Picture from NY Times article on early dark energy

Here are brief descriptions of some recent/current research directions.  A more complete overview, as well as more details, can be found by browsing my recent publications.  A summary of highlights of previous research can be found here.

The cosmic microwave background and the early Universe.  I have a longstanding interest in developing new ways to analyze and understand measurements of cosmic microwave background (CMB) fluctuations and their implications for early-Universe scenarios.  In recent years, I  have become increasingly interested in kinetic-Sunyaev-Zeldovich (kSZ) tomography, which combines galaxy-survey and CMB data to allow a reconstruction of the three-dimensional mass distribution.

The epoch of reionization and 21-cm fluctuations.  A number of experimental efforts to detect the 21-cm signal from neutral hydrogen from the epoch of reionization (EoR) will soon bear fruit, and subsequent years will bring detailed maps of the intensity fluctuations of this EoR signal.   My collaborators and I have been studying the EoR and also developing novel uses for these forthcoming 21-cm intensity maps.  Examples include novel ways to constrain dark-matter properties; ways to use 21-cm fluctuations to search for magnetic fields and primordial gravitational waves; and ways to study clusters and voids with 21-cm maps.

Dark matter.  One of my longstanding interests involves the quest to understand the nature of dark matter that resides in galactic halos, including the halo of our own Milky Way.  My collaborators and I are thinking about weakly-interacting massive particle dark matter, axions and axion-like particles, primordial black holes, and other dark-matter candidates.  We are studying an assortment of techniques to detect different dark-matter candidates and developing novel ways to constrain dark-matter properties with astronomical measurements.

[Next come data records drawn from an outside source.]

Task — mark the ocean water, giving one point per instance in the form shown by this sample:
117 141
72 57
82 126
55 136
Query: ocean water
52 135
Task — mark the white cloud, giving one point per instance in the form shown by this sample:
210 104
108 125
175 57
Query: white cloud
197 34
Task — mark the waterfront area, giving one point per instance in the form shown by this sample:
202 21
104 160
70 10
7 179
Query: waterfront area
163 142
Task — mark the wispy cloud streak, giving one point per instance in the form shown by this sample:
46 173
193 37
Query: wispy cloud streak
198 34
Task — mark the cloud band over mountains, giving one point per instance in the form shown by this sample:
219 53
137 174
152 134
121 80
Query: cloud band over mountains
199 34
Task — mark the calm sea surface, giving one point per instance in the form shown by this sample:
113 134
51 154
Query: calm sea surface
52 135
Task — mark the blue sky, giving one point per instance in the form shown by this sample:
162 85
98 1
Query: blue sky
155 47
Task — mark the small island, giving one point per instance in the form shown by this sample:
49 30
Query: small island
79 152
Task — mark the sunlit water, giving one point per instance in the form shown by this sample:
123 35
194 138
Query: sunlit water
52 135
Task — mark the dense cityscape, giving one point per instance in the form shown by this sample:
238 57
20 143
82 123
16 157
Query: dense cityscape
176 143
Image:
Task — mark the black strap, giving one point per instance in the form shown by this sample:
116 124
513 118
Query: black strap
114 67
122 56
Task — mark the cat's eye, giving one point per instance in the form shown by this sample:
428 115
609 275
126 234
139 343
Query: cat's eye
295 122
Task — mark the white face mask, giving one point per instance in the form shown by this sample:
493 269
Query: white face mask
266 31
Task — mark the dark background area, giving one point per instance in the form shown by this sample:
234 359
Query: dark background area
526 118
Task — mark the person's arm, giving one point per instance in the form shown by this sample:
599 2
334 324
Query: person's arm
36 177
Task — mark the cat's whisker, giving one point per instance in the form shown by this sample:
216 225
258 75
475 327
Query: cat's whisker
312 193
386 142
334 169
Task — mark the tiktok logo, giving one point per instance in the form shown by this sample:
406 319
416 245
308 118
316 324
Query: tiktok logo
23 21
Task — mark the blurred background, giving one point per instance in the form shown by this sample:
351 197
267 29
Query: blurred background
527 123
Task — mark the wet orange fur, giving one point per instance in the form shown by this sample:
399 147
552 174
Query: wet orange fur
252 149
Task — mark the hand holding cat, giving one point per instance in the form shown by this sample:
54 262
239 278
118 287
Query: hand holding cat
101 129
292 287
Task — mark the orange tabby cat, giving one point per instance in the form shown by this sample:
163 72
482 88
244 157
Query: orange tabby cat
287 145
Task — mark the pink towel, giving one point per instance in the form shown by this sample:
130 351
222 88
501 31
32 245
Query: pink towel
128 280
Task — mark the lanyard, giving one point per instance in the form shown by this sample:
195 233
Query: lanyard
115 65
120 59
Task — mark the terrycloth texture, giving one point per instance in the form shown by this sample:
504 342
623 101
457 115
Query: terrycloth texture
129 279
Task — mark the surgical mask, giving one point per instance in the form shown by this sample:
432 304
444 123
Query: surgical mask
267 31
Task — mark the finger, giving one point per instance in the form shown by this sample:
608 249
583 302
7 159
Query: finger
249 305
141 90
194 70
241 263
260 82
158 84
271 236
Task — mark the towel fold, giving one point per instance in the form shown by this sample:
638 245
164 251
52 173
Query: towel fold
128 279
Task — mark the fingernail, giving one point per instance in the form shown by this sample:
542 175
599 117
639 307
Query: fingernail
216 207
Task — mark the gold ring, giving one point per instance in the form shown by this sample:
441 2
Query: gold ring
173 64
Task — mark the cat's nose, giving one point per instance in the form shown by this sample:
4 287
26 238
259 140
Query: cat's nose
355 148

Dark energy and early dark energy.  Likewise, I am also interested in the dark energy that is causing an accelerated cosmic expansion rate.  We are investigating observational avenues to constrain the properties of dark energy, and we are also studying the prospect to seek dark-energy–like fields in the early Universe.  I have also been studying (and our group originated) the idea that the Hubble tension may be resolved by early dark energy.

Statistical isotropy and homogeneity, cosmic parity, the CMB, and galaxy clustering.  The standard assumption, and prediction of the simplest inflationary models, is that the statistical properties of primordial perturbations are the same everywhere in space and in every direction.  The default assumption is also that the physics that describes the large-scale properties of the Universe is parity conserving.    However, these are assumptions, or prediction, that can, and should, be tested quantitatively.  My collaborators and I have been studying an array of measurements that can be done with the cosmic microwave background and the galaxy distribution to develop tests along these lines.

Line intensity mapping.   The primary way we learn about the distribution of mass in the Universe is by mapping the distribution of galaxies.  Intensity mapping, however, provides an alternative.  Intensity-mapping experiments map the distribution of light from a large number of unresolved galaxies.  By using light associated with a strong molecular emission line, of known rest-frame frequency, intensity mapping can determine the 3d distribution of mass.  A number of surveys are now getting under way to map the distribution of emissivity from carbon-monoxide (CO) lines, singly-ionized carbon lines, Lyman-alpha lines, and other emission lines.  My collaborators and I have been studying strategies to optimize such surveys, ways to mitigate foregrounds, and what can be learned about cosmology from such measurements.  We have also studied prospects to learn about galaxy evolution by, for example, inferring the star-formation history from such measurements.

Gravitational waves.  I have been interested in a number of questions related to gravitational-wave astrophysics.  Much of my work has been focussed on the stochastic gravitational-wave background, and I have recently become particularly interested in what we can learn about these backgrounds with pulsar timing arrays.  Other interests include gravitational lensing of gravitational waves, and exotic sources of gravitational waves.